[0016] The present invention provides a
system and method for entertainment venues to harness their box office and patron data to maximize revenues and provide entertainment and other products that satisfy patron preferences and also meeting organizational objectives. The present invention comprises
software applications that process box office
ticket sales data for entertainment events to track and analyze the geographical distribution of event patrons, patron market penetration in the relevant
population, buying patterns, purchase preferences, pricing tiers,
ticket sales patterns, analysis of sales trends by
programming categories or “clusters,” and analysis of patron crossovers between clusters, among other analytics specifically applied to the actual entertainment venue. Users of the system, namely, entertainment venue management personnel, interact with the system via the system graphical user interfaces of which there are several forms, including: (i) an executive view customized for use by executive management providing overall financial summaries,
mission critical analysis, productivity analytics and event portfolio analysis; (ii) a market view customized for marketing personnel providing marketing summaries by
programming cluster, sales curves, market trigger analytics and performance analytics; and, (iii) a sales view customized for use by sales personnel providing financial summaries,
mission critical analytics, sales channel analytics and sales forecasts. The graphical user interfaces, referred to as the “
dashboard,” can present data in tabular form and preferably in the form of charts, graphs, and other graphical images and customized reports can be generated. The system enables more effective and efficient marketing and sales of entertainment events by providing tools to identify
purchasing patterns as influenced by various factors and optimize marketing and sales efforts based on such patterns. In a preferred embodiment, the invention utilizes associative query logic
database technology to provide more effective data harnessing, eliminating the need for online analytic
processing (OLAP) cubes or the need for a
data warehouse. A
data cloud, as opposed to OLAP cubes, eliminates redundancy, hierarchies and aggregation. This permits users to analyze data based on user customized criteria more quickly and less expensively than traditional
relational database technology, and data from disparate sources and systems is easily integrated.
[0017] The
data cloud is a non-redundant, non-pre-aggregated associative
database that resides in the computer's primary memory.

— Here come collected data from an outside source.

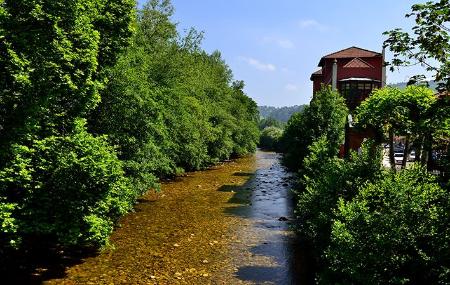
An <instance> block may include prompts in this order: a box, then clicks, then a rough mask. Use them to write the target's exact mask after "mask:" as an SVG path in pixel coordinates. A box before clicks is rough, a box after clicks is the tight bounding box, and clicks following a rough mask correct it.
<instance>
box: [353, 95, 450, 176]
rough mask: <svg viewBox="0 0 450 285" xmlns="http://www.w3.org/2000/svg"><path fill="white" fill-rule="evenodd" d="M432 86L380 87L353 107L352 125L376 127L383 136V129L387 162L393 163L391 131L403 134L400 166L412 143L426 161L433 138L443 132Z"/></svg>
mask: <svg viewBox="0 0 450 285" xmlns="http://www.w3.org/2000/svg"><path fill="white" fill-rule="evenodd" d="M438 104H440V103H439V102H438V100H437V97H436V96H435V95H434V93H433V91H432V90H431V89H428V88H426V87H423V86H408V87H407V88H405V89H403V90H400V89H397V88H390V87H387V88H383V89H378V90H376V91H375V92H374V93H373V94H372V96H370V97H369V98H368V99H367V100H365V101H364V102H362V103H361V105H360V106H359V107H358V108H357V110H356V116H355V124H356V125H357V126H359V127H362V128H372V129H375V130H376V131H377V132H378V133H379V134H381V135H380V137H382V134H383V132H384V130H386V129H387V132H388V133H389V144H390V161H391V165H392V167H393V169H395V163H394V148H393V146H394V145H393V137H394V134H397V135H404V136H406V145H405V150H404V156H403V157H404V158H403V164H402V165H403V167H404V166H405V165H406V159H407V156H408V154H409V151H410V149H409V145H410V143H411V142H413V143H414V144H415V145H416V150H417V153H418V156H419V157H420V158H421V159H420V160H421V161H422V162H423V164H426V163H427V161H428V158H429V157H430V155H429V153H430V152H431V151H432V146H433V141H434V137H436V135H437V133H438V132H445V129H446V127H445V125H446V124H445V120H447V119H446V118H445V117H443V116H441V115H438V114H440V112H441V111H438V112H437V110H441V109H442V108H440V107H439V106H438Z"/></svg>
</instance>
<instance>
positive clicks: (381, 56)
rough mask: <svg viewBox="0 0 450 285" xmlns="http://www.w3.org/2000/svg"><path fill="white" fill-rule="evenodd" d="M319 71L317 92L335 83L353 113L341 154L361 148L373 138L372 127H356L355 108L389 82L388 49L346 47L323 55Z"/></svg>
mask: <svg viewBox="0 0 450 285" xmlns="http://www.w3.org/2000/svg"><path fill="white" fill-rule="evenodd" d="M318 66H319V68H320V69H319V70H317V71H316V72H314V73H313V74H312V75H311V81H313V93H316V92H317V91H319V90H320V89H321V88H322V85H331V86H332V88H333V89H334V90H337V91H339V93H340V94H341V95H342V96H344V98H345V100H346V103H347V106H348V108H349V110H350V115H349V118H348V122H347V125H346V130H345V142H344V144H343V145H342V148H341V154H342V155H346V154H347V153H348V152H349V150H350V149H353V150H357V149H358V148H359V147H360V146H361V143H362V141H363V140H364V138H367V137H370V136H371V132H370V130H365V131H357V130H355V129H354V128H353V127H352V116H351V113H352V111H354V110H355V108H356V107H357V106H359V104H361V102H362V101H363V100H365V99H366V98H367V97H368V96H369V95H370V93H371V92H372V90H374V89H376V88H381V87H383V86H384V85H385V84H386V67H385V64H384V52H382V53H378V52H375V51H370V50H366V49H362V48H358V47H350V48H346V49H343V50H340V51H337V52H334V53H331V54H328V55H325V56H324V57H322V58H321V59H320V61H319V64H318Z"/></svg>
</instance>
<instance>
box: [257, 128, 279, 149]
mask: <svg viewBox="0 0 450 285" xmlns="http://www.w3.org/2000/svg"><path fill="white" fill-rule="evenodd" d="M282 135H283V130H282V129H280V128H277V127H266V128H264V130H263V131H262V132H261V137H260V138H259V147H260V148H262V149H267V150H279V141H280V138H281V136H282Z"/></svg>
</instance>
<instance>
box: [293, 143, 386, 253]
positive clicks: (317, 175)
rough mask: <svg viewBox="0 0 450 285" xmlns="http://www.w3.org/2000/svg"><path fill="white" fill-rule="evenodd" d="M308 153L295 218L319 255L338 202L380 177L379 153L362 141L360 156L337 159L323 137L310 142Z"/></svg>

Because the data is not pre-aggregated, it is also possible to analyze and interact with the “data cloud” from any piece of data, at any level, and move in any dimension from there. Reverse answers to queries are also producible. Because data can be pulled from any source, it is simple to combine and interact with business information from multiple sources, reducing the need to gather data from multiple voluminous reports.
[0019] In a
relational database, records are broken apart to reduce redundancy and key fields are used to put the
record back together at the same time they are used. Associative databases, by contrast, create a database as data is loaded from various data sources, requiring significantly less space and allowing the user maximum flexibility and information when working with the database. The system's
database structure also supports variable group and
drill down charting functions, whereby charting of data can be easily done for each variable group specified (such as by customer, time period, product or other variable groups).

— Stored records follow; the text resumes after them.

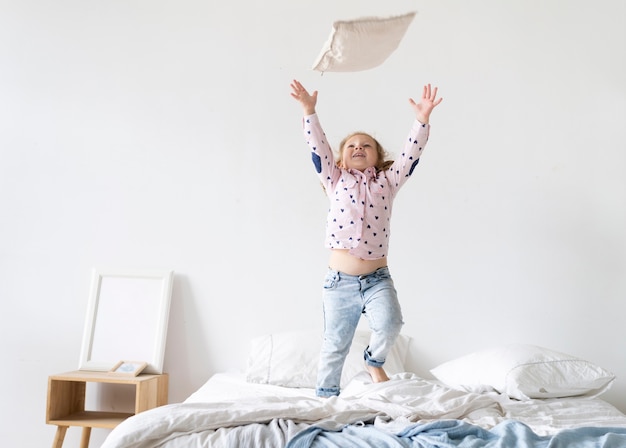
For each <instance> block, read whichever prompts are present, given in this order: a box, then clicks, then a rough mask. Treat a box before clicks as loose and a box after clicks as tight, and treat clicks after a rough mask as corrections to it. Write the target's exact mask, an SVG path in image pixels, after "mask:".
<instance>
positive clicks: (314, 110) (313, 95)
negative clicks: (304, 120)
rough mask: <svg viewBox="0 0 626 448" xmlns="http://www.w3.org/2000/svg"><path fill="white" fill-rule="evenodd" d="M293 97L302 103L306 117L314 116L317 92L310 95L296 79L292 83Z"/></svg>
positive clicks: (293, 97)
mask: <svg viewBox="0 0 626 448" xmlns="http://www.w3.org/2000/svg"><path fill="white" fill-rule="evenodd" d="M291 96H292V97H293V98H294V99H295V100H296V101H298V102H299V103H300V105H301V106H302V110H303V112H304V115H312V114H314V113H315V105H316V104H317V90H316V91H314V92H313V93H312V94H310V93H309V92H308V91H307V90H306V89H305V88H304V86H303V85H302V84H300V82H299V81H297V80H295V79H294V80H293V82H292V83H291Z"/></svg>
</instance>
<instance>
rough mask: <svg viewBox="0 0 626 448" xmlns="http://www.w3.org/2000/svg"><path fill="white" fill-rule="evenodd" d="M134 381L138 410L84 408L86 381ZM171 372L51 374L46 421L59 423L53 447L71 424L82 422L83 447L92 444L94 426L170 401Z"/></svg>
mask: <svg viewBox="0 0 626 448" xmlns="http://www.w3.org/2000/svg"><path fill="white" fill-rule="evenodd" d="M91 382H93V383H107V384H132V385H134V386H135V390H136V392H135V412H134V413H123V412H102V411H86V410H85V391H86V389H87V383H91ZM167 392H168V375H167V374H166V373H164V374H161V375H152V374H145V375H138V376H121V375H118V374H114V373H108V372H89V371H81V370H79V371H75V372H67V373H61V374H59V375H52V376H50V377H48V403H47V406H46V423H48V424H50V425H57V432H56V434H55V436H54V443H53V444H52V448H61V446H62V445H63V439H64V438H65V432H66V431H67V428H69V427H70V426H82V427H83V433H82V437H81V442H80V446H81V448H87V447H88V446H89V437H90V435H91V428H115V427H116V426H117V425H119V424H120V423H121V422H123V421H124V420H126V419H127V418H128V417H130V416H132V415H134V414H138V413H139V412H142V411H146V410H148V409H152V408H156V407H158V406H163V405H165V404H167Z"/></svg>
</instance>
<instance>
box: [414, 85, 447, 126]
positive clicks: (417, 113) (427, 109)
mask: <svg viewBox="0 0 626 448" xmlns="http://www.w3.org/2000/svg"><path fill="white" fill-rule="evenodd" d="M442 100H443V98H437V87H435V88H434V89H433V88H432V87H431V86H430V84H427V85H425V86H424V89H423V90H422V98H421V100H420V102H419V103H416V102H415V101H414V100H413V98H409V103H410V104H411V107H412V108H413V111H414V112H415V118H416V119H417V120H418V121H419V122H420V123H422V124H428V121H429V120H430V113H431V112H432V111H433V109H434V108H435V107H437V106H438V105H439V103H441V101H442Z"/></svg>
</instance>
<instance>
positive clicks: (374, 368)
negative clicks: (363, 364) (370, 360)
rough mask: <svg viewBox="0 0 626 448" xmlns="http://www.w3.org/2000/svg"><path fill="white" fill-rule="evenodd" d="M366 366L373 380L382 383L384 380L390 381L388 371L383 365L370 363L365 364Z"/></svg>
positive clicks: (379, 382)
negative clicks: (388, 375) (371, 365)
mask: <svg viewBox="0 0 626 448" xmlns="http://www.w3.org/2000/svg"><path fill="white" fill-rule="evenodd" d="M365 368H366V369H367V371H368V373H369V374H370V376H371V377H372V381H374V382H375V383H382V382H383V381H389V377H388V376H387V373H386V372H385V370H384V369H383V368H382V367H375V366H370V365H368V364H365Z"/></svg>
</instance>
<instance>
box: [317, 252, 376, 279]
mask: <svg viewBox="0 0 626 448" xmlns="http://www.w3.org/2000/svg"><path fill="white" fill-rule="evenodd" d="M385 266H387V258H379V259H377V260H363V259H362V258H358V257H355V256H354V255H351V254H350V252H349V251H348V250H347V249H332V250H331V251H330V260H329V261H328V267H330V268H331V269H333V270H335V271H339V272H343V273H344V274H348V275H365V274H371V273H372V272H374V271H375V270H376V269H379V268H383V267H385Z"/></svg>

Drill down groups are sequential groups of data that can be displayed in a chart sequentially as chart specifications are narrowed or broadened. For example, a chart showing sales over a year may show bars for each month's sales. If a single month is selected the chart displays sales broken down for the four weeks in the selected month, or the individual customers that made purchases during such period, or other desired
data criteria. The system allows any variables to be grouped together and variables within the groups can be changed easily without requiring modifications to the chart definition as is the case with defined hierarchy structured databases. Additionally, different system user access levels can be established. Users can make system data queries easily by clicking on data values or clicking within chart representation of data.